Discussion Overview
The discussion revolves around the computational universality of reversible extensions of elementary one-dimensional cellular automata, particularly in relation to Rule 37R and its potential to be universal like Rule 110. Participants explore whether these reversible automata can construct universal Turing machines (UTMs) and the implications of using NOR gates within this context.
Discussion Character
- Exploratory
- Debate/contested
- Technical explanation
Main Points Raised
- Some participants inquire whether any reversible extensions of elementary cellular automata have been shown to be computationally universal, referencing Rule 37R and seeking links to relevant research.
- One participant suggests that since a NOR gate can be constructed with a second-order reversible cellular automaton, it might be possible to construct a UTM, although this remains speculative.
- Another participant emphasizes that while NOR gates are logically universal, this does not equate to universal computation, which requires unbounded memory and coherent access methods.
- Concerns are raised about the conditions under which NOR gates can be combined and whether this affects the universality of the cellular automata.
- Participants note that instinctual beliefs about the universality of these systems need to be supported by rigorous proofs, as highlighted by references to historical work on reversible computing.
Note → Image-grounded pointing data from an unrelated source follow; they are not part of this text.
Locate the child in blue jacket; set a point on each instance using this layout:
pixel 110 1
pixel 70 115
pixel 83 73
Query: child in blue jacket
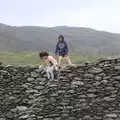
pixel 62 50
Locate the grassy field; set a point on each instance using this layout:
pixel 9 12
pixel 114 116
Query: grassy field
pixel 25 58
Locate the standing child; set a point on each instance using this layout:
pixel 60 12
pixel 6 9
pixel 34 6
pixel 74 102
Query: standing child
pixel 51 64
pixel 62 50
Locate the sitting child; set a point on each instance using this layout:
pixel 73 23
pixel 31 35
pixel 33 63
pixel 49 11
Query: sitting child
pixel 51 64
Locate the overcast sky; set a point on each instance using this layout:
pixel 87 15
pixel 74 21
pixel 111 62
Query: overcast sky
pixel 97 14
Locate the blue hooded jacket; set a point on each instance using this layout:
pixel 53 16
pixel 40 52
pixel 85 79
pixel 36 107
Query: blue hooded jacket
pixel 61 48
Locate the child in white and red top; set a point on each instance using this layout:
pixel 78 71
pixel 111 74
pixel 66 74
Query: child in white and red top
pixel 51 64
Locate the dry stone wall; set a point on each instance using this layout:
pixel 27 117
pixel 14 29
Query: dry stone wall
pixel 90 91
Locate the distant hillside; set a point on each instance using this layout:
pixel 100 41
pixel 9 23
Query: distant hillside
pixel 83 41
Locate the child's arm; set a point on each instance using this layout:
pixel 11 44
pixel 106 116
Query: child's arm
pixel 66 48
pixel 52 60
pixel 57 49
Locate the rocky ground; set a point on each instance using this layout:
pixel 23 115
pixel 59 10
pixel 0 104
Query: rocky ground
pixel 86 92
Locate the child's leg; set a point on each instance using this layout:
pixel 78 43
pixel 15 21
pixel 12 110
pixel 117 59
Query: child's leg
pixel 68 60
pixel 50 73
pixel 59 60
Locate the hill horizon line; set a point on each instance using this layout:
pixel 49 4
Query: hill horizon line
pixel 57 26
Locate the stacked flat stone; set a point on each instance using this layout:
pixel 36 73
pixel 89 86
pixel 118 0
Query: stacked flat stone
pixel 90 91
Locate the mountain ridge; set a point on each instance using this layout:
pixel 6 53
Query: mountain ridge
pixel 85 41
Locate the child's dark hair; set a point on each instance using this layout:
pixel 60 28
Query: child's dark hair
pixel 61 37
pixel 42 54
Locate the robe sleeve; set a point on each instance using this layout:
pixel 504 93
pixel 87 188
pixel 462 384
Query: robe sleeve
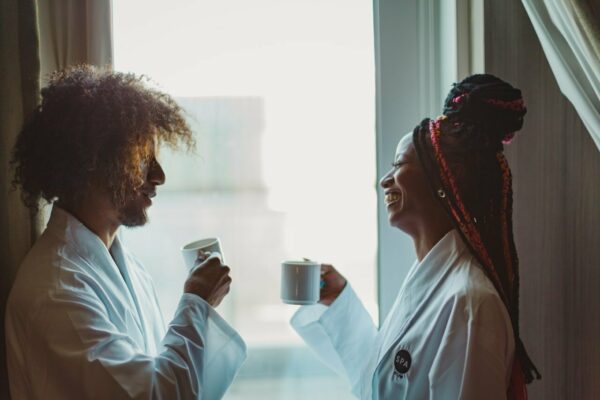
pixel 88 358
pixel 476 351
pixel 342 335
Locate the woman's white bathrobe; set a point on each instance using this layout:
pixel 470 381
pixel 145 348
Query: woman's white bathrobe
pixel 447 336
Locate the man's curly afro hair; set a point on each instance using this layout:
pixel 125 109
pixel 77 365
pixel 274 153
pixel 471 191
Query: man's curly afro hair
pixel 93 126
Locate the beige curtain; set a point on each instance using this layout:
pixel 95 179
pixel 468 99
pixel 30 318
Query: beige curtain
pixel 74 32
pixel 70 32
pixel 19 91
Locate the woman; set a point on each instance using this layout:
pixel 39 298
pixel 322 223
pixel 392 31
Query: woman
pixel 453 331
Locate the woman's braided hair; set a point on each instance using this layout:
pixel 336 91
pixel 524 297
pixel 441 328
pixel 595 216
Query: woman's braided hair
pixel 462 155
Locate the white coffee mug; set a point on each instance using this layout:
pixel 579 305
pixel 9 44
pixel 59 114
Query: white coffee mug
pixel 192 251
pixel 300 282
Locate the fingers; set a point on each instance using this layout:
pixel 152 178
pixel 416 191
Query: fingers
pixel 326 268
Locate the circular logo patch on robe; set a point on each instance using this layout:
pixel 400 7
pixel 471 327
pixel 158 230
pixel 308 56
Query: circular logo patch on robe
pixel 402 362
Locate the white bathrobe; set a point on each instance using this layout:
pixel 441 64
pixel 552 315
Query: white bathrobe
pixel 448 335
pixel 84 323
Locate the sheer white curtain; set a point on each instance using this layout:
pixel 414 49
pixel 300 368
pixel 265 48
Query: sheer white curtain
pixel 570 37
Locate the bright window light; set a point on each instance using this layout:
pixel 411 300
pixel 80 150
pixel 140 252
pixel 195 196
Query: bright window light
pixel 280 96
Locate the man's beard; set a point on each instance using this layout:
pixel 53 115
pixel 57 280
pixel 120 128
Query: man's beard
pixel 133 214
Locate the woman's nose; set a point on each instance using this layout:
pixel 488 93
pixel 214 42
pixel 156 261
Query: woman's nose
pixel 386 180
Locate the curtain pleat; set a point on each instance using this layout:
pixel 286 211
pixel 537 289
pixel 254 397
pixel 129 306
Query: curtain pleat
pixel 570 36
pixel 19 95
Areas of Agreement / Disagreement
Participants express differing views on the implications of NOR gates and their role in establishing the universality of reversible cellular automata. There is no consensus on whether reversible automata can be universally computational, and the discussion remains unresolved.
Contextual Notes
Participants acknowledge the complexity of defining universality in the context of reversible computing and the need for specific conditions regarding the combination of gates and memory access.